Clothing retailer Gap was back on the naughty list this year after being tagged last year as not Christmas-friendly. Let’s take a look at one of last year’s television spots, part of the campaign known as “Go Ho Ho.” Like most Gap ads, this one features dancers dressed in tacky clothes performing some rather impressive moves. And it features a cheer, which by definition makes it a little annoying. But if you listen to what they’re saying, it actually makes a lot of sense.
Two, four, six, eight
‘Tis the time to liberate.
Go Christmas, go Hanukkah
Go Kwanzaa, go Solstice
Go classic tree, go plastic tree
Go plant a tree, go without a tree
You eighty-six the rules
You do what just feels right
And to all a cheery night.
Yes, the AFA boycotted the company for being inclusive. Gap later released an Old Navy ad featuring those awful mannequins that used both “Happy Holidays” and “Merry Christmas,” and so they were taken off the list, but made it on again this year.
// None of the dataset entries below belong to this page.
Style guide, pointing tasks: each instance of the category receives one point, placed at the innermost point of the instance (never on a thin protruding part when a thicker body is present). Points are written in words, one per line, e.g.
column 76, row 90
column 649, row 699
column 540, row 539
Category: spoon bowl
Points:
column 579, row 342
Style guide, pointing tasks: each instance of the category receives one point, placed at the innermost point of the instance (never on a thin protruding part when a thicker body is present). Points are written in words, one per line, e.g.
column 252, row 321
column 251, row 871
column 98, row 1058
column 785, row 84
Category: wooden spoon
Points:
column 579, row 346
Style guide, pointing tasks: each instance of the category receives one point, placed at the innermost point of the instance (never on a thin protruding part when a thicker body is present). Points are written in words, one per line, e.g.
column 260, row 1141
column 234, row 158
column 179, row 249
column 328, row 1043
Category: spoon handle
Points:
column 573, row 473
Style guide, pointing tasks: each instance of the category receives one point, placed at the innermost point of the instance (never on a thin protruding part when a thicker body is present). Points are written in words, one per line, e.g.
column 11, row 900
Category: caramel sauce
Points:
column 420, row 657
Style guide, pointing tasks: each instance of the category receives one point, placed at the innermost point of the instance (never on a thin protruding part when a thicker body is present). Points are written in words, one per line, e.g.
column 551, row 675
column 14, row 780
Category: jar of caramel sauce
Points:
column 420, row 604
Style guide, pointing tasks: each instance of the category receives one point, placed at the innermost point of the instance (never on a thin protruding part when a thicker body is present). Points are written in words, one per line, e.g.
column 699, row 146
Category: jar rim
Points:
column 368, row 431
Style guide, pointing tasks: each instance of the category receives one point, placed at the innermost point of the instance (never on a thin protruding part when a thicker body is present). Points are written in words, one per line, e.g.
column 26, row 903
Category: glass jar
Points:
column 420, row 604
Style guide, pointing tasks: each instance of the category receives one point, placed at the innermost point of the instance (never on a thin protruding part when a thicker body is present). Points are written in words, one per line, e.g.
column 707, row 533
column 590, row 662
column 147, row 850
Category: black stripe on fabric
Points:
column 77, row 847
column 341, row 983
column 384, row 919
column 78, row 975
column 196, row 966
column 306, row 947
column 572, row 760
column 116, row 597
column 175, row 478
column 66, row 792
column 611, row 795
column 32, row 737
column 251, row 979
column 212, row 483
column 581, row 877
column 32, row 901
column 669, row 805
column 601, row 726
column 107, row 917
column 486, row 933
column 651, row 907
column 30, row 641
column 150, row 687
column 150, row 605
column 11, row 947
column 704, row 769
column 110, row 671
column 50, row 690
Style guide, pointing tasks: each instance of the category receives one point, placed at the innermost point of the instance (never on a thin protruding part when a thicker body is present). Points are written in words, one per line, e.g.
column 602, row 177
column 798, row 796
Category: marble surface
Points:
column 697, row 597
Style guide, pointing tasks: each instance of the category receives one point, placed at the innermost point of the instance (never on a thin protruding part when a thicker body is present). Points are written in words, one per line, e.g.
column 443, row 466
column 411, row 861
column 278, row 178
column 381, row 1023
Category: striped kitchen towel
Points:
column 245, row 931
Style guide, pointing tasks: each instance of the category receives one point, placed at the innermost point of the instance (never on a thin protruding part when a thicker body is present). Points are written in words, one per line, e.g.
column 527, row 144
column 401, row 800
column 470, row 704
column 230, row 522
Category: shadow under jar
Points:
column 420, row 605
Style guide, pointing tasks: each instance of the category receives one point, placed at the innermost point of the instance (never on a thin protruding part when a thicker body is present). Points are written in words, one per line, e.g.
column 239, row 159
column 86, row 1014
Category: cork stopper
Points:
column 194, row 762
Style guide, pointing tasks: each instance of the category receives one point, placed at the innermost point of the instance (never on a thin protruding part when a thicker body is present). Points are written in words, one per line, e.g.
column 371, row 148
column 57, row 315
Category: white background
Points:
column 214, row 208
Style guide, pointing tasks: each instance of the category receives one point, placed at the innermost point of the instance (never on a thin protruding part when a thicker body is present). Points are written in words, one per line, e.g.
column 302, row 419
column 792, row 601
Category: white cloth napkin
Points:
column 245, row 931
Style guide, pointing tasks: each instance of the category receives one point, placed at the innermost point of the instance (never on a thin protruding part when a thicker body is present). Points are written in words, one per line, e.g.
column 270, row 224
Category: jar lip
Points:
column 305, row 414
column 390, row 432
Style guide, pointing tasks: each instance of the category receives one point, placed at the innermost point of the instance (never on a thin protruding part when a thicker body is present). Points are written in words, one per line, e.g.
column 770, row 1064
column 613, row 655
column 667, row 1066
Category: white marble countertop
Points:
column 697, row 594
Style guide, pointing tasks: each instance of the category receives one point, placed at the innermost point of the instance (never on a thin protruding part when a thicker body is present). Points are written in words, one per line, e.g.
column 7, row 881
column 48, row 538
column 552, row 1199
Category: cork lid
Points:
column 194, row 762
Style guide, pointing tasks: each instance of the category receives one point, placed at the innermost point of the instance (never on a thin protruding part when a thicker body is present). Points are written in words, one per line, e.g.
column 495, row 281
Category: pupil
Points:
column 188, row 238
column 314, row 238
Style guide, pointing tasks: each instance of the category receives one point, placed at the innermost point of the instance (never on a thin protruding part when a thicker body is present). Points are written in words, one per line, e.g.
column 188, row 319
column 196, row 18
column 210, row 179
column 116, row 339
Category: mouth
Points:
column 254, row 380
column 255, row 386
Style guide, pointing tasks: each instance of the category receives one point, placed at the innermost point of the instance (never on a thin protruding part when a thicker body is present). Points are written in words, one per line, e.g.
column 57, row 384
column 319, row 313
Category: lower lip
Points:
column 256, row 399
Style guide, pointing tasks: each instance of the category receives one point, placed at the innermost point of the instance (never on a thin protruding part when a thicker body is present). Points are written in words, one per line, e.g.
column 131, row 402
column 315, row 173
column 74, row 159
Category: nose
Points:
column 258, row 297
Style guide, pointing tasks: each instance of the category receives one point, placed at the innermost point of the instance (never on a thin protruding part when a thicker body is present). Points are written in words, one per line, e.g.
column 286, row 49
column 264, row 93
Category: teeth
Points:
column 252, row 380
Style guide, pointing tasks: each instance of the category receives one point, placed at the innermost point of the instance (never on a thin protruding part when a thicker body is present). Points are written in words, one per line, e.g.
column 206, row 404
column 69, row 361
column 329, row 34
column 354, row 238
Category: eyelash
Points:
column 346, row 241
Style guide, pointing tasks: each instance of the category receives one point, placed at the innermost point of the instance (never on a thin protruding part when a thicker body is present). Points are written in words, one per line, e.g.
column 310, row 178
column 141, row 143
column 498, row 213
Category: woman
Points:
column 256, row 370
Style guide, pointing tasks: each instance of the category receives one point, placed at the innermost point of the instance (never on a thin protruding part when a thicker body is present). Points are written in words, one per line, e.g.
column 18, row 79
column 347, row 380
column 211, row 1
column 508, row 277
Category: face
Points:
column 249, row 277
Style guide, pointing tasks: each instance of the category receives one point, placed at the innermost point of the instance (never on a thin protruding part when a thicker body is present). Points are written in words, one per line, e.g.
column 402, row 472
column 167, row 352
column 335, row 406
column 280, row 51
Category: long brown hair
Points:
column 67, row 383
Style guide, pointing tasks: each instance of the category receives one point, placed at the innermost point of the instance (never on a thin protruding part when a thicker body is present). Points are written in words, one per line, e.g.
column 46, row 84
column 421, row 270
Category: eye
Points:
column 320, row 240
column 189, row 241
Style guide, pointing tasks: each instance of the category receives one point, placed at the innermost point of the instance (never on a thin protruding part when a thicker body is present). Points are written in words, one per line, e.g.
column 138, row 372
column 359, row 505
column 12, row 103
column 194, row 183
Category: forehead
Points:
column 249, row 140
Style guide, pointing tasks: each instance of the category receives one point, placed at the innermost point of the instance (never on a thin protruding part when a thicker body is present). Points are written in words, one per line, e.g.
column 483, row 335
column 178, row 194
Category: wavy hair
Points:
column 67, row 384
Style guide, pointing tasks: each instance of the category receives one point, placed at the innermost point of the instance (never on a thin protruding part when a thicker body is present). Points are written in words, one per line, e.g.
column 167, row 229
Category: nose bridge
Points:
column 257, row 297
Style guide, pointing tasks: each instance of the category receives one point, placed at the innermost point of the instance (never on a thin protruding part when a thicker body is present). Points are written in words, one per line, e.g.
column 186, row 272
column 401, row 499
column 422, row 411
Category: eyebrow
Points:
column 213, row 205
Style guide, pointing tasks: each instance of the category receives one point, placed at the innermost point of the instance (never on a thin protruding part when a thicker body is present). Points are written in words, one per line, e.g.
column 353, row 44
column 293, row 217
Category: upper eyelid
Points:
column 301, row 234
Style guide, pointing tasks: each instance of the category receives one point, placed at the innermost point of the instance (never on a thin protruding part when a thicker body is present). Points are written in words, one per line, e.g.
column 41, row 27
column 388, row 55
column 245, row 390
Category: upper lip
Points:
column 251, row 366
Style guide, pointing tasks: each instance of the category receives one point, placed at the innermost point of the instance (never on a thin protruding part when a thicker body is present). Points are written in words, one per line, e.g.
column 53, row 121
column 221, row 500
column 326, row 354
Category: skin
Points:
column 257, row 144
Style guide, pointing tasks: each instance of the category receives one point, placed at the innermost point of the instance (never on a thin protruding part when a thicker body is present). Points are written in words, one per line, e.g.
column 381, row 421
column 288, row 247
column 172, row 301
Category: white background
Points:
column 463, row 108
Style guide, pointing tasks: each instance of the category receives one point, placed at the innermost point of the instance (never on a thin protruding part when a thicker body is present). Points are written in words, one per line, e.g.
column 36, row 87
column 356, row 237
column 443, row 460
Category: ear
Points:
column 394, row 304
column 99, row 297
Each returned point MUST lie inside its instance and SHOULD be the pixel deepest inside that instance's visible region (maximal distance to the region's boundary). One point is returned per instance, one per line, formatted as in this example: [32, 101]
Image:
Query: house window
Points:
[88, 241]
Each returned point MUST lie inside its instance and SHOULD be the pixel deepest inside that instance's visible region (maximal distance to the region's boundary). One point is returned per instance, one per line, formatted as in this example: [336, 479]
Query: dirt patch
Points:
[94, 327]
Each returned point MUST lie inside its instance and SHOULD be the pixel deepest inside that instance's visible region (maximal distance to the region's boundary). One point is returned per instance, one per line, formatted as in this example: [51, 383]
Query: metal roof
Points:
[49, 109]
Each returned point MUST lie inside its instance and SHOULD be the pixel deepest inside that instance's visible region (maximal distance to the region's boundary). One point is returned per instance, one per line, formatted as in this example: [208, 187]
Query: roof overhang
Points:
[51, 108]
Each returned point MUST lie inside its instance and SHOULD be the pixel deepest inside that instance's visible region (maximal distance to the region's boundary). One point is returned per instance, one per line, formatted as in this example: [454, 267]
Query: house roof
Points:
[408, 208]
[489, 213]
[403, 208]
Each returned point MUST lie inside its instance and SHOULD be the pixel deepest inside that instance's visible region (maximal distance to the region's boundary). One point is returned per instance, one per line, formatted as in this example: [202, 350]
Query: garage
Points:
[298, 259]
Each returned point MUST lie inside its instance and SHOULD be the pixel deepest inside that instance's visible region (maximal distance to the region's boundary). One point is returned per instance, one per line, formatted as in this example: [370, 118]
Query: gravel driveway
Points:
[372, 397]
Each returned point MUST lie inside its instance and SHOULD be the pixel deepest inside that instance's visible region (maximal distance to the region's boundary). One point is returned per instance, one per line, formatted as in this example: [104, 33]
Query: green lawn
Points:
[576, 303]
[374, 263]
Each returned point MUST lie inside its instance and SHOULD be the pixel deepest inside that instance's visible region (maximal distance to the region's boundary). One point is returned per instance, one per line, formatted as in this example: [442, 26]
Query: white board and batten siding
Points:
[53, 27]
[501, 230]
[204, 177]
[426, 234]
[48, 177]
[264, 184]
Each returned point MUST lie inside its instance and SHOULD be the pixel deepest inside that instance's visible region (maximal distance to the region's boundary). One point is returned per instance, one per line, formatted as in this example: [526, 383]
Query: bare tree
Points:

To tell you the truth, I rather like the “Go Ho Ho” ad. It recognizes the fact that many people are celebrating one holiday or another this time of year, one that often includes gift exchange, and also the freedom we all have to do whatever we want. Not like other retailers who insist that the only way to be a good person is to stuff so many presents under the tree that it actually lifts it off the ground, and when you open them the tree falls on your aunt Mildred. And how many women fall prey to the jewelers’ ads saying that if your boyfriend doesn’t propose to you this Christmas then he doesn’t really love you?
Advertisers are almost as devious as religions, and they use almost the same tactics. Don’t fall for their manipulation that promises you love and group acceptance in exchange for your money and you passing on their trendy artificial-feel-good messages to others. Just think for yourself.
My sincere wish for you and yours during the Christmakwanzukkah season is the same that is for you and yours every day of the year. I hope you did exactly what you wanted to do. I hope you didn’t hurt anyone, or go out of your way to offend people, or focus on how much better you are than people who believe different things. I hope you met your responsibilities and found the time to enjoy yourself too. I hope that, if you wanted to, you got to see your family and friends, and they all got along. I hope there was good food, but I hope you didn’t eat too much, and I especially hope you didn’t drink too much, and if you did, for the love of godzilla I hope you didn’t drive anywhere. I hope you were happy and safe and that you continue to be. I wish this for you on December 25th, and on March 3rd, and August 19th and Septober 39th.
Happy Dowhateveryouwannukkah. I wish I’d come up with that.
mr dan is vice president of CVA. The views expressed in this post are his own and do not necessarily reflect those of Connecticut Valley Atheists or its individual members.